I’ve implemented a transformer model following along with Peter Bloem’s blog
I find myself confused by the high level meaning of the position embeddings. When I look at papers/articles describing position embeddings, they all seem to indicate we embed the positions in individual sentences, which makes sense.
But if you look at the code accompanying Peter Bloem’s blog, it seems the position embeddings are for the entire sequence (i.e., potentially many sentences). The position embedding layer is defined as
nn.Embedding(a, b) where a equals the dimension of the word embedding vectors, and b is set to the length of the longest sequence (I believe 512).
Does this mean we are creating position vectors for 512 different positions? If so, I feel like that doesn’t make sense. The first word of a sentence could be at position 1 and position 242 in one case, but in another case position 242 could be the last word in a sentence (or any word).

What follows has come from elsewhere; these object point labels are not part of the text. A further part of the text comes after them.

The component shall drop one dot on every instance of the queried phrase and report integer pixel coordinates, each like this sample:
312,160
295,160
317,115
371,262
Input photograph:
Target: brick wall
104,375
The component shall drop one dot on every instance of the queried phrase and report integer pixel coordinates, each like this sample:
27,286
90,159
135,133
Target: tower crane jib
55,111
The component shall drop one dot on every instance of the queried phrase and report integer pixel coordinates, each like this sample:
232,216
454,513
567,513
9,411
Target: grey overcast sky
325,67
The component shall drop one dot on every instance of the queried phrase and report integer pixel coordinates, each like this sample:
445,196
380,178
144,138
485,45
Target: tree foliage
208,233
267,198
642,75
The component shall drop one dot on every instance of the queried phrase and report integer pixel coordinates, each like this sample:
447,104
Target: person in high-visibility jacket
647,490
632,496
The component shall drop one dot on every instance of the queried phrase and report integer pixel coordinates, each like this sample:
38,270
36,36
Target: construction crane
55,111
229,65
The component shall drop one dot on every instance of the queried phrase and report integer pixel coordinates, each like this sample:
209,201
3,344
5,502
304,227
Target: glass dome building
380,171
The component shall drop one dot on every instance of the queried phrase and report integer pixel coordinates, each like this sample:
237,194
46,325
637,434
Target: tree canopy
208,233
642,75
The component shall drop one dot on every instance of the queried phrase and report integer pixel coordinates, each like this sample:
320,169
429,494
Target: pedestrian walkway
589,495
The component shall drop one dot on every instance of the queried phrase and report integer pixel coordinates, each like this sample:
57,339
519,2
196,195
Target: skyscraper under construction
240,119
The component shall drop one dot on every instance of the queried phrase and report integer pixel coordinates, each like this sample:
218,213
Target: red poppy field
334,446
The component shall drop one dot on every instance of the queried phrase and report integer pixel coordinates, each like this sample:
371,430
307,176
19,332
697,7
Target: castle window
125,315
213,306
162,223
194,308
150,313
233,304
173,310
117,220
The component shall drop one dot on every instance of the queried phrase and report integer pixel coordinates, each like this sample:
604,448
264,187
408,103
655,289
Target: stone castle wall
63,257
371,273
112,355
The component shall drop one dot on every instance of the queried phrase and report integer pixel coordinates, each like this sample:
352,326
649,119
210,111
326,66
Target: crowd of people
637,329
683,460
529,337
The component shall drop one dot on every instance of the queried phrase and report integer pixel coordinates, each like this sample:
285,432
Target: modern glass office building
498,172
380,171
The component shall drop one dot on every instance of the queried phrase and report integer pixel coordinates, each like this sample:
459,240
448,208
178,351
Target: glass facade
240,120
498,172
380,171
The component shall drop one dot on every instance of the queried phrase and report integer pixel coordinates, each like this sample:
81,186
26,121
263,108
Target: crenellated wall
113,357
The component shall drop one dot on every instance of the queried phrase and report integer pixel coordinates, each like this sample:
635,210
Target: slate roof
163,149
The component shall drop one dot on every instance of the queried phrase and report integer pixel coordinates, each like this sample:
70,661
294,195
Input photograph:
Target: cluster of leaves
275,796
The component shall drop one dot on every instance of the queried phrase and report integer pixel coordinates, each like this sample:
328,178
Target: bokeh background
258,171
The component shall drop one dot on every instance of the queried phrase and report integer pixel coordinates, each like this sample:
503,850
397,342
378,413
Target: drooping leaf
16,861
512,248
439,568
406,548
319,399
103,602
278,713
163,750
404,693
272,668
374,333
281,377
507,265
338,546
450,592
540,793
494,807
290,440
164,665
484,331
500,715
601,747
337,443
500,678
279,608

I used the same style of position embedding as did Bloem - that is my position embedding layer is
nn.Embedding(word_embedding_size, len_longest_sequence). I am getting good results, yet I feel quite confused about the position embeddings.
I think your understanding is correct. Transformers do not encode the sequential nature of their inputs. Hence, we need positional encoding to add that notion during training. For an input sequence of length 512, it can consist of multiple sentences attached together and fed in a sequence.
eg: for an input sequence of length 8:
a1 a2 a3 a4. b1 b2 b3 b4 which consist of two sentences:
a1 a2 a3 a4 and
b1 b2 b3 b4, the corresponding positions would be
1 2 3 4 5 6 7 8. This is still valid because
a1 comes before
b1 comes before
b2. Although, it also implies
a1 comes before
b1 and that’s fine.
Thank you for your reply! I’m glad I am on the right track. However, I still feel confused about the concept of position embedding for an entire sequence of sentences.
Suppose another input sequence is also length 8:
c1 c2 c3 c4 c5. d1 d2 d3. Our position 5 corresponds to the last word of a sentence in my sample and the first word of the sentence in your sample. Position 5 could be the middle of a sentence for a third sample. What exactly is position 5 learning then?
The embedding vectors for “cat” vs. “dog” make sense - they are different words that can be mapped to a similar vector space (e.g., animal, four legs, etc.). But the meaning of position 5 seems random in this example. It can be early sentence, mid-sentence, or late sentence. The only deterministic thing about it seems to be that it comes after position 4 and before position 6. But positions 4 and 6 can mean different things depending on the sample (similarly, positions 254 and 256 can mean different things).
I plan to spend a lot of time studying this and related issues to come to a deeper understanding. But in the meantime I am hoping to gain some high level intuition to what the position embeddings mean. I found a paper that seems to get at the question. I hope to find some insights.